The other which was a little harder to reach was on Cockmarsh, and as compensation was somewhat larger for those who adapted field hockey sticks and a tennis ball to play a makeshift game of ice hockey.

On Widbrook I remember seeing young ladies cuting beautiful figure of eights. Also pairs skating as if waltzing their way around the pond.

Just think all of this was free for all to enjoy. Ah! I guess I can say those were the days!

Wednesday, October 13, 2010

Boys Brigade Drum and Bugle Corps.

Drum and Bugle Corps
of 1937.
When the Plymouth Boys Brigade arrived at Cookham Station, not only did they have to unload their kit bags but, all their drums and bugles as well. After the farm cattle lorry was loaded, the boys lined up on the station approach with their band at the head of the column.

Can you imagine today a column of nearly 90 boys with a band marching with drums beating and bugles blowing all the way through the Pound across the Moor, through School Lane to Sutton Road and all the way to White Place Farm? Luckily in those days cars were very few and did pull over to let the boys pass.

A couple of Sunday's they did march with the band to the 11 o'clock Matins at other times the vicar Rev. B.H. Hayward-Browne would hold a service for them in the camp Mess Tent.

Thursday, October 7, 2010

The Boys Brigade Camp of 1937.

The Boys Brigade Camp, 1937.
on White Place Farm.
During the month of August 1937, some 90 members of the Plymouth Boys Brigade were camp guests of Lord and Lady Astor, who at that time Lord Mayor Lady Mayoress plus as sitting member of parliament for Plymouth.

Two days before their arrival one could see the preparations being made as Edwards Tent Works of Maidenhead moved on to the field and started erecting the army bell tents, ridge tents and marquees. They also screened and prepared the ground for latrines as well. The estate woodmen brought in a supply of dry wood for cooking and the campfires. R.H. Whites mineral water supplies from Slough brought in a whole load of lemonade and Corona drinks as well.

The map above has been laid out as I remember the field structure at that time:

1.   Was an orchard the my great grandfather had planted with beautiful Cox's Orange Pipens, Blenheim Orange Apples and the good old Bramley Seedling Cooking apples. There were Bartlett Pears, Victoria Plums, Damsons and even a couple of Quince trees.

2.    Was a double fenced cart track so cattle could be moved from pasture to pasture.

3.   Was the farm dairy where the boys could fill their churn with fresh milk every day.

4.   Water trough with tap that was the source of fresh water.

5.   Was the Mess tent that doubled as chapel on Sunday's, also where they use to entertain with shadow plays I remember.

6.   This was the cook marquee kitchen and stores area.

7.   Was where the evening camp fires and sing songs were held

8.   The four ridge tents were for the six leaders and one was reserved for a hospital tent.
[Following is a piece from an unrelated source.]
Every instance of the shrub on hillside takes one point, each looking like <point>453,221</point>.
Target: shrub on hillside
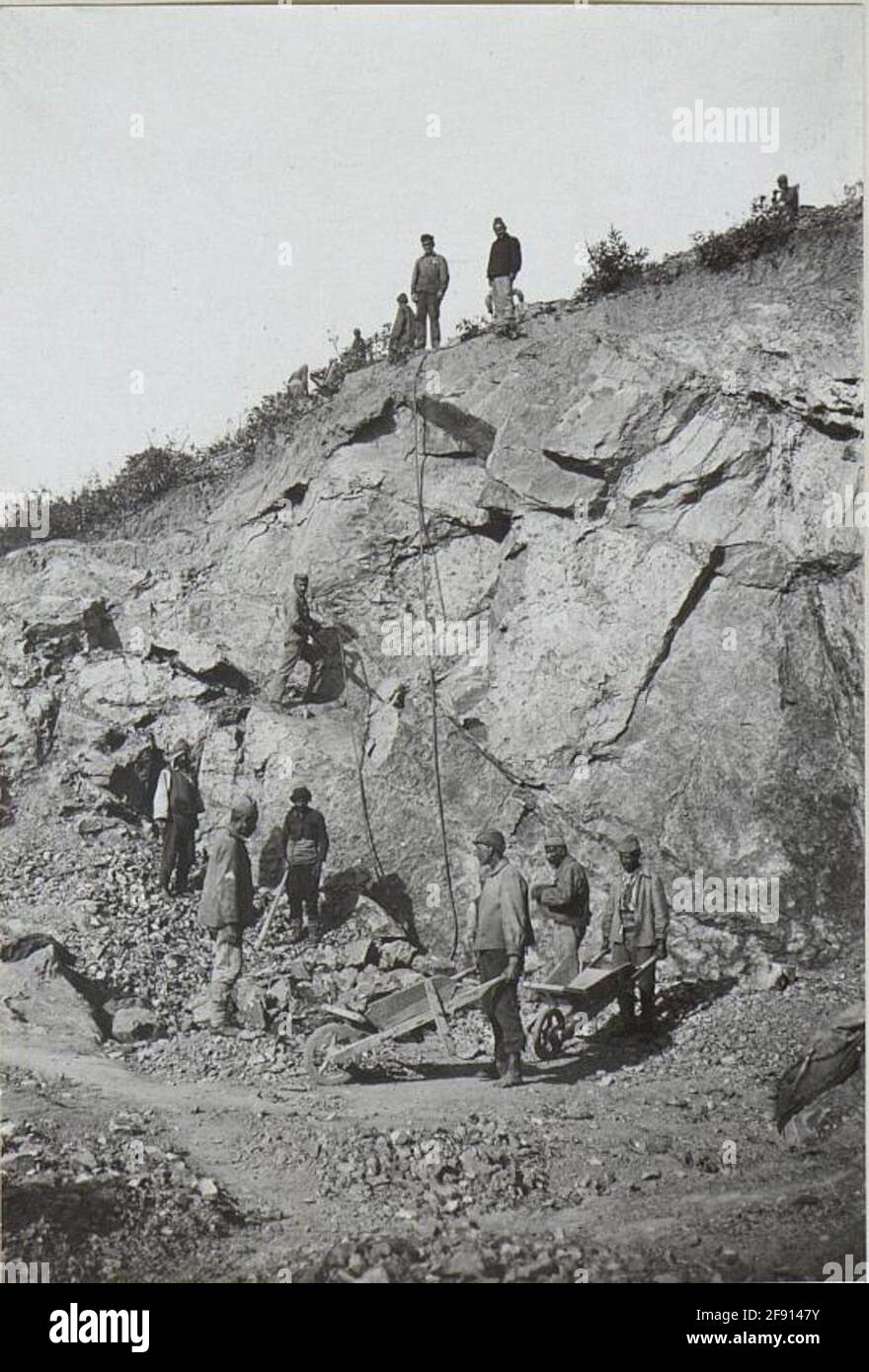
<point>612,264</point>
<point>765,229</point>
Which was used by one boy who was suffering from bad sunburn.

9.   Were the Latrines that were moved to a different spot every week.
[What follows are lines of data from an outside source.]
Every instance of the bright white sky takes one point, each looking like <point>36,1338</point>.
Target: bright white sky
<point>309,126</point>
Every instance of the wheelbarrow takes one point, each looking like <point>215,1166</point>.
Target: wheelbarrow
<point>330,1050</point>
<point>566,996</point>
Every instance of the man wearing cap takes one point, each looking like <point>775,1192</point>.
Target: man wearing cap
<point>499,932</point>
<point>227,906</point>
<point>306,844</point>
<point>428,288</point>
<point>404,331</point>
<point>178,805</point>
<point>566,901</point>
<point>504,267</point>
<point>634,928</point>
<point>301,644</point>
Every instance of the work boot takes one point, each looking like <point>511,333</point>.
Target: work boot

10.   Were the army bell tents that housed the 90 boys. All general commands were given by the use of a bugle. For wake up, meals, and lights out at night. 

I can still remember the name of their senior leader, he was a Mr. Alfred J. Lamb. 

Sunday, October 3, 2010

The Church Rood Screen.

The Rood Screen.
The second weekend in October in Canada is always known as "Thanksgiving." This got me casting my mind back to when Holy Trinity in Cookham use to have a beautiful hand carved oak Rood Screen, which had been in the church for a good many years.
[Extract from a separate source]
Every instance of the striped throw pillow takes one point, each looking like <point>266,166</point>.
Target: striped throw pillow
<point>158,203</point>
At Harvest Festival the church was always  well decorated with garden produce and also baked goods, especially loaves of bread. All of which on the Monday was collected and given to the local hospitals in Maidenhead.

Local farmers would supply the traditional sheaves of wheat, oats and barley, which would be placed along the Rood Screen, the Font and either side of the Church Porch.

Again it was one of the reasons that included the recipe at this time for The English Cottage Loaf is included. There was always a very large one that sat pride of place on the Alter.